Tuesday, November 22, 2005

Life Abroad

Life abroad is a mixed bag. On the one hand, you get all kinds of great new experiences and relationships, unique and plentiful opportunities to grow closer to God, and a handful of imminently pragmatic things like competency in a foreign language (hopefully) and a good bullet point for the resume. Then of course there's the downside: Being so far away from everything that happens with most of the people you know and love, culture stress, and many of the same old nags, just expressed in new ways--"What am I doing with my life?" "Will I ever stop acting this way?" "Why do bad things happen to good people?" and the like. Right now I'm experiencing more of the bad side of things--the nags, the uncertainties, the discontent, the fears.

While there's certainly a time and place for mourning and working out uncertainty, I don't care to make this blog that time and place. So instead, I want to point out a particularly spectacular benefit to living abroad. And like many of the best things in life, this benefit emerges corporately--it comes from many people and no one person alone.

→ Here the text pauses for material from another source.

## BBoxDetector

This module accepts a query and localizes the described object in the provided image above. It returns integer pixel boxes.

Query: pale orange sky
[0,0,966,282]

Many friends of mine, real people I know and love, are scattered across this globe--school teachers, students, ministers, office workers, servants, businesspeople. Some of them I keep in touch with (even if only by perusing a blogsite), and many of them I do not. Some of them are struggling, and those that aren't are merely being given a moment's reprieve--a break in life's grand brawl. And some are winning the brawl, and some are battered to their wit's end. It's a picture that truly merits Shakespeare's clever invention: "Bittersweet." But through it all, and in it all, and some times in spite of what seems like "it all," I see the goodness and faithfulness of God. I see the church, the body of Christ--my friends, my family--in action on every field. It's warfare, to borrow the metaphor from Paul. And it's a painful and sometimes terrible thing to be fighting in such a war--the war behind and beyond and bedeviling every other skirmish, every terror, in the history of everything we know. And it's hard to accept and hard to stomach the damage done, not only to myself, but also to everyone I know and care about. And yet in the midst of this terrible battle, I see lives being transformed, I see heroes, I see old, gray, righteous heads lying down for the last time--in peace, assurance. I see victory outstripping the losses, even an occasional swoop into the jaws of death to snatch out some fallen soldier. And I see changes even in this foolish and fearful soul I call Me.

To such a God and Creator, the Author of all things good and pure and orderly and right, I say, Praise! Glory! And, keep your sheep safe until you return!

Thursday, November 10, 2005

Fermentation, baby

Yesterday while I was microwaving some half-a-week-old macaroni and cheese, I caught a whif of alcohol. I ignored it at first, but as it returned several times at a particular spot in my kitchen, I finally got to making a general search of things. Well, nothing turned up, and I had completely forgotten about it until today when I reached up to get a banana and saw one of my apples was acting a little peculiar: It was dripping. When I looked a little closer, I saw that the apple was actually sitting in a little puddle of something. A simple lean forward, and all the pieces fell together: Wet apple + The smell of alcohol = Fermented apple juice. Yes, indeed.

I hope none of you will be overly disappointed when I tell you I didn't take a taste-test of my little puddle of homegrown wine.

This country just does weird things to fruit. The apple wasn't even that old, and a few months ago I had a banana liquify. Who knows?

Sunday, November 06, 2005

Praise Ye the Lord

Praise God!

Sometimes I forget to do what is so vital and so natural--praise the Father. Yesterday Travis A and I went to Tokyo and took the GRE. We both did well--good enough to get into good schools with a little bargaining room, but (hopefully) not so well we'll stumble into pride. Praise God! Such a simple thing--a mere multiple choice test (with a few essays on the side)--can be so stressful. Now it's finished, and one more hurdle in the way of "the next step" has been cleared. Now I can begin the process of marketing myself to grad schools. Great...

If you know me or just feel inclined, nudged in the spirit perhaps, then please offer up a prayer on my behalf for guidance, wisdom, and success. (No, I don't think it's necessarily wrong or misguided to pray for success, depending of course on one's definition of "success.") Hey! Don't just nod and smile: Really do it--take my name before the Lord!

And if you're not wasting away in the pit of despair, then praise a little while you're at it!